I love to make meals, I really do. If only I didn’t feel like I’m shirking my parenting duties. All the time. Sometimes it’s frozen pizza for supper or sandwiches. And sometimes it is a nice pasta or Mexican meal. I have learned to not worry about eating. Really, food is just food. Dan has taught me that it’s okay. It’s okay if it’s just sandwiches. It’s okay if it’s 5:10 (when we usually eat around 5:00 or 5:30 b/c we have a church function to go to) and I don’t know what we are having. It really is okay.
(Yes, I realize I married an amazing man).
I have learned it’s really okay if I don’t clean the house every week. I know I’ve said that before, but that one has taken me a long time to get over (coming from a retired organizing blogger). I always thought I would at least have a clean house. Well, I now tell myself to not clean it every week because really it doesn’t need to be. Mazy needs me. I must say it is often picked up (for the most part), but it’s our house. It’s supposed to look lived in. It’s really okay.
And then myself. Oh the days of glasses and hair in a bun! There is something to be said about taking care of yourself. I think I’ve said this before, but hustling to take a 30 second shower so I didn’t hear Mazy scream bloody murder I now find as a true gift – another gift no one tells you about that you obtain when you become a mother. And then there are some days that showers just don’t happen til late at night. And it’s really okay. We are blessed to live in a culture where showers are readily accessible. So if I didn’t get to one yesterday, there is a guarantee for the opportunity for one tomorrow. It’s really okay.
And finally, for the person who lives with the motto “time is of the essence,” letting things wait can be a challenge, but it’s really okay. Mazy has taught me to put down my papers, dry my hands from washing dishes, and close my computer. Not taking that moment for granted, like I talked about in an earlier post.
I am trying to help her learn “independent play” at times because she tends to discover so much more when I am sometimes not in her face. Just yesterday, she found a pink ball she loves to play with and I hear her chattering away as she is coming closer.
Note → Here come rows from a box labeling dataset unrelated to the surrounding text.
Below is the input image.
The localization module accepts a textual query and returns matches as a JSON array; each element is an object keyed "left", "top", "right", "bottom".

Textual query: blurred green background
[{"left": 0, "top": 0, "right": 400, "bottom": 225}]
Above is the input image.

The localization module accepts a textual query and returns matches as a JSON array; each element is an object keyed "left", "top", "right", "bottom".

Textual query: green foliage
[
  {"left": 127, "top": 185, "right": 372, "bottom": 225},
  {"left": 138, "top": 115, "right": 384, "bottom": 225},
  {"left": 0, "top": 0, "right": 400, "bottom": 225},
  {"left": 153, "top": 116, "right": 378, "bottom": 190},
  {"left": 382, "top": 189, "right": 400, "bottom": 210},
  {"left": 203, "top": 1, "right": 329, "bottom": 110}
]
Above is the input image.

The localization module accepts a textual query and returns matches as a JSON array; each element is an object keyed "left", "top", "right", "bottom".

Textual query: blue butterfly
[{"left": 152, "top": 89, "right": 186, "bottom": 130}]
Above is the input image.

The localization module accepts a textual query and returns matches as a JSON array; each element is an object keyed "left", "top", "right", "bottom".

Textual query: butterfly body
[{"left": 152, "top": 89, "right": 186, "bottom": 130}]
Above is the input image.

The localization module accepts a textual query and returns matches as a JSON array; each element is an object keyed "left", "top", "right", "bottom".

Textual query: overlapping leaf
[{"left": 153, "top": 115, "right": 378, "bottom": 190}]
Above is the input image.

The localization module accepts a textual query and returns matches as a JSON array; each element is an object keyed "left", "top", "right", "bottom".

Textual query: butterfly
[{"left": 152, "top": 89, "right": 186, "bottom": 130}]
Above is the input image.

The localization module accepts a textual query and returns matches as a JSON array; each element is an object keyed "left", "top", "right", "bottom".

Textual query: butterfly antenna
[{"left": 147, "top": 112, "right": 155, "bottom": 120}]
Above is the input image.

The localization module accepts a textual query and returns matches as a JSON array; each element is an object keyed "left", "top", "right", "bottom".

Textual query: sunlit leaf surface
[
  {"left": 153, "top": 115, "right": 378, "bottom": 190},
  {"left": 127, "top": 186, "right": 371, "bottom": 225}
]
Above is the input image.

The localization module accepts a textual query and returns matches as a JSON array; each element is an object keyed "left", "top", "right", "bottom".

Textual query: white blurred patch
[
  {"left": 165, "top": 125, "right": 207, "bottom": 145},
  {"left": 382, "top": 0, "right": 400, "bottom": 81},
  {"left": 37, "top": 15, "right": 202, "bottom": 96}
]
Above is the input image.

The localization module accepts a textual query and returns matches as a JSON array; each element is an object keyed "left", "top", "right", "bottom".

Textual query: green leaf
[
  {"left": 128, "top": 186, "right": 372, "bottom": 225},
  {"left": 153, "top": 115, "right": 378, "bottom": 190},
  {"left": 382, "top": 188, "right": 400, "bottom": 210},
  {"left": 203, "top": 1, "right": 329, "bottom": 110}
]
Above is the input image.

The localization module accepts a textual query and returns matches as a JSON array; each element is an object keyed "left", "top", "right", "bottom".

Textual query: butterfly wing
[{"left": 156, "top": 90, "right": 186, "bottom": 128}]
She has that ball under the crook of her arm as she is trying to scoot over to me in the kitchen at the same time. (Quite a multi-tasker if you ask me!)
I peaked over my shoulder as I was doing dishes and saw my little girl giggle and squeal as I realized she was bringing the ball to me, to play catch.
My 11 month old.
I quickly dried my hands, sat down and she went crazy. I mean the crazy Mazy kicking her feet, squealing, and making these silly sounds because she couldn’t contain her excitement about playing catch. I couldn’t stop. I didn’t want to stop. A moment that I will never forget.
The water got cold in the sink, but I didn’t care. My daughter wanted to play. My daughter wanted to show me how she could throw a ball. My daughter just wanted to play with me.
I realize that when she is 4 I may be saying “I had to tell her not right now because mommy had to get some things done,” but right now, despite my best attempts to teach her independent play, I couldn’t miss this opportunity. That face of hers as she scooted near, she knew she was about to play catch. I realize we may have a baller on our hands, but it’s not that, that matters. It’s realizing Mazy knows that I will take the time to play with her and that even though she is my child, she is buddy.
And really it’s okay. Those dishes can wait. That email too. Oh and maybe a shower too. I don’t want to miss out on those little opportunities of today.
I realize for those who have multiple children, this all comes across as being a new and naive mom, but I am sure you remember these moments too. Moments you just don’t want to let go of!